Neben dem Matador sind auch zwei Picadores (Lanzenreiter) auf einem Pferd in der Arena, die den Stier mit ihren Lanzen im Nackenbereich verwunden. Im ersten Drittel geht es darum, die Tapferkeit und Angriffslust des Stieres zu zeigen, der mehrmals angreifen soll, obwohl er dabei bestraft wird. Das Publikum begleitet die Arbeit der Picadores häufig mit Pfiffen und Buh-Rufen, wenn einem als wenig oder mittelmäßig befähigt beurteilten Stier allzu sehr zugesetzt wird. Während der Verwundung des Nackens dürfen die Picadores dem Stier den Ausweg zur Mitte der Arena nicht versperren.

 

Zweiter Teil

Im zweiten Teil treten die so genannten Banderilleros auf, deren Aufgabe es ist, dem Stier drei Paare lange, mit bunten Bändern versehene Spieße so in den Rücken zu stechen, dass sie hängen bleiben. Ziel ist es, den Muskelstrang zwischen den Schulterblättern des Stieres zu treffen, zu schwächen und zu markieren, ohne jedoch den Zugang für den finalen tödlichen Stoß des Matadors zu versperren. Hierbei ziehen die Banderilleros die Aufmerksamkeit des Stieres durch Zurufe auf sich. Dies ist die einzige Situation, in welcher der Stier in seinem Angriffsverhalten auf das Erscheinungsbild eines Menschen gelenkt wird. Bei der Aufzucht des Stieres wird darauf geachtet, dass eine solche Situation in keinem Fall eintritt.

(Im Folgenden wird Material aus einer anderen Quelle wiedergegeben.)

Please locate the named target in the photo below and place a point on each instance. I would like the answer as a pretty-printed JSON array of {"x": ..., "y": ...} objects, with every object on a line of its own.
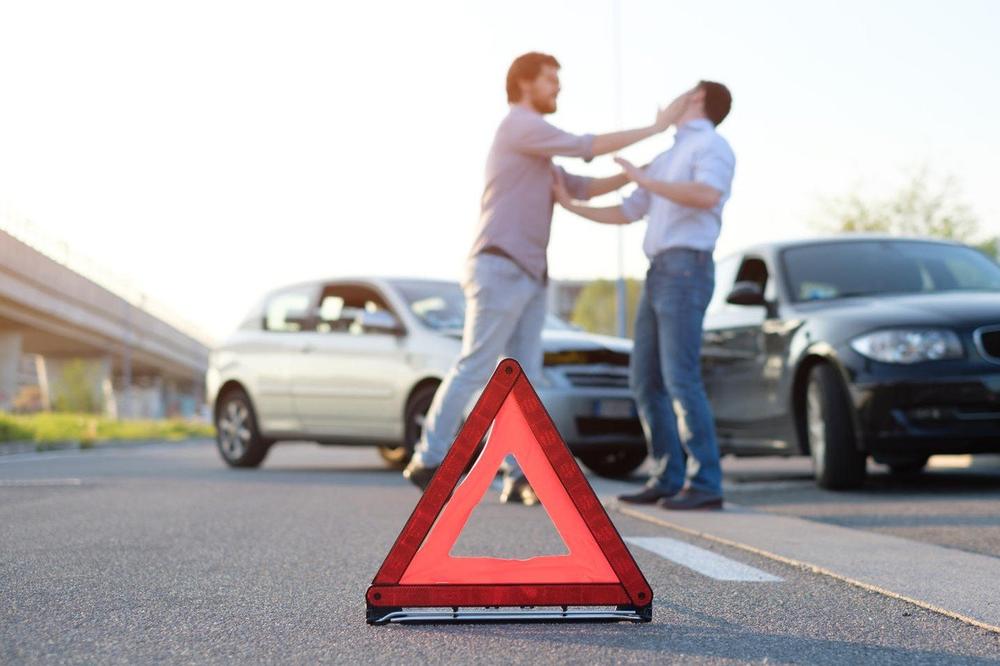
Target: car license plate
[{"x": 614, "y": 409}]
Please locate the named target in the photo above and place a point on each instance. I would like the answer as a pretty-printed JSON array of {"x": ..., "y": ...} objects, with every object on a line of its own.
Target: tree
[
  {"x": 924, "y": 206},
  {"x": 596, "y": 311}
]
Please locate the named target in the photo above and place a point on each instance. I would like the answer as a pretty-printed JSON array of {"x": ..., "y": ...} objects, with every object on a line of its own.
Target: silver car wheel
[{"x": 234, "y": 429}]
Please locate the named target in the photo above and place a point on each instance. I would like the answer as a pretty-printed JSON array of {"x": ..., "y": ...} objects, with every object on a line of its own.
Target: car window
[
  {"x": 342, "y": 307},
  {"x": 288, "y": 311},
  {"x": 862, "y": 268}
]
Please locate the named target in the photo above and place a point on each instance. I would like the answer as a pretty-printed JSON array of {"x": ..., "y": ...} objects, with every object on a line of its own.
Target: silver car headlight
[{"x": 902, "y": 345}]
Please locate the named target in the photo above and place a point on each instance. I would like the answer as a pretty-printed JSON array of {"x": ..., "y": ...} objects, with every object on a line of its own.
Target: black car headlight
[{"x": 909, "y": 345}]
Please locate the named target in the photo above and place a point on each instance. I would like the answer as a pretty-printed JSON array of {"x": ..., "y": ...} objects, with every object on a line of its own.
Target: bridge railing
[{"x": 58, "y": 250}]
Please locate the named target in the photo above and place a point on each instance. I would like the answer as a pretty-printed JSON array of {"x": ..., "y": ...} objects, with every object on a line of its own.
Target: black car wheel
[
  {"x": 236, "y": 434},
  {"x": 416, "y": 411},
  {"x": 613, "y": 463},
  {"x": 837, "y": 462}
]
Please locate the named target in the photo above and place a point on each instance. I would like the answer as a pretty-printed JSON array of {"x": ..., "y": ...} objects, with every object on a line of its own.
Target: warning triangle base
[{"x": 420, "y": 573}]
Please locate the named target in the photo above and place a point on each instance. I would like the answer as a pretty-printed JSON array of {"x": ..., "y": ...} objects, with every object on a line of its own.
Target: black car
[{"x": 855, "y": 346}]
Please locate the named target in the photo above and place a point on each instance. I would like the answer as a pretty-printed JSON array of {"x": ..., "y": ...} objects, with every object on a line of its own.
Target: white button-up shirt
[{"x": 701, "y": 155}]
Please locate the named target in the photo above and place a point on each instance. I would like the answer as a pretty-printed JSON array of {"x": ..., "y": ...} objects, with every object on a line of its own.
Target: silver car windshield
[{"x": 441, "y": 305}]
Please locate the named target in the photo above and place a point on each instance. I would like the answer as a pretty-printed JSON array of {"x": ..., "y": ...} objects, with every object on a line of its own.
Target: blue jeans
[{"x": 665, "y": 371}]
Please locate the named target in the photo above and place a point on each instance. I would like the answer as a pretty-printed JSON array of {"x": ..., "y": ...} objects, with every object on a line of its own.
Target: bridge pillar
[
  {"x": 79, "y": 384},
  {"x": 10, "y": 359}
]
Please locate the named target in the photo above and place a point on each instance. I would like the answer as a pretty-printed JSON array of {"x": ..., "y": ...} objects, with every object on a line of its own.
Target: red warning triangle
[{"x": 598, "y": 570}]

Der Angriff des Stieres wird pariert, indem der Banderillero im richtigen Moment seinen nach hinten gespannten Körper vorschnellen lässt und die in den erhobenen Händen gehaltenen Banderillas in den Nacken des Stieres stößt. Dann zieht er sich aus der Angriffsrichtung des Stieres, die er zuvor durch das „Lesen" des Stieres erahnt hat, zurück und verbirgt sich hinter der hölzernen Barriere der Arena, um eine erneute Attacke des Stieres zu verhindern. Dies wiederholt sich dreimal. Diese Banderillas haben, mit acht Zentimetern, längere Widerhaken. Besonders gelungene Figuren der Akteure, der Banderilleros, des Matadors und auch des Stieres, werden vom Publikum mit lauten Olé-Rufen begleitet. Umgekehrt werden schlechte Akteure vom Publikum ausgepfiffen. Es kann durchaus geschehen, dass ein Matador während dieses Abschnitts gefeiert wird, aber durch einen unwürdigen Tötungsakt die Gunst des Publikums verspielt und die Arena nicht durch die große Tür verlassen kann.

 

Dritter Teil

Im dritten und wichtigsten Teil des Stierkampfes, sind nur noch der Matador, ausgerüstet mit einem kleineren dunkelroten Tuch und einem Degen, und der Stier in der Arena. Sie dauert etwa acht Minuten. Sollte sich diese Phase zu lange hinziehen, ertönen Signale. Ziel des Matadors ist es, den Stier und seine individuellen Eigenschaften zu nutzen, um seinen Mut, Respekt, aber auch seine Überlegenheit unter Beweis zu stellen. Der Stier ist zu diesem Zeitpunkt schon schwer verletzt. Sollte der Matador in gefährliche Situationen geraten, eilen seine Helfer herbei, um den Stier abzulenken. Um Verletzungen des Matadors zu verhindern, werden häufig die Spitzen der Hörner des Stieres abgeschliffen.

Der Matador versucht, die Angriffe des Stieres zu parieren, seine Bewegungen vorauszuahnen und die eigenen Bewegungen mit jenen des Stieres abzugleichen, um so tradierte Figuren und Bewegungsabläufe auszuführen. Von Anhängern des Stierkampfes wird dieser Teil des Kampfes mit einem Tanz verglichen, wozu auch die in dieser Phase gespielte Musik beiträgt. Die Bewegungsabläufe und Figuren sind in der Tradition des Stierkampfes festgelegt.

Zuletzt sticht der Matador dem Stier mit seinem Degen tief in den Nacken. Nach dem Tod des Stieres wird der Matador vom Publikum bejubelt, das durch geschwenkte Taschentücher darüber Auskunft gibt, ob es dem Torero als Zeichen der Ehre zugesteht, eine Ehrenrunde durchzuführen. Als besondere Trophäe kann der Matador ein Ohr, beide Ohren oder beide Ohren und den Schwanz des Stieres erhalten. Die Entscheidung über die Belohnung des Matadors fällt der Präsident der Stierkampfarena, der in einer geschmückten Loge im Oberrang der Arena sitzt. Eine schlechte Vorstellung des Matadors wird vom Publikum mit gellenden Pfiffen quittiert. Als besondere Wertschätzung für den Matador werden mitunter Zigarren in die Arena geworfen.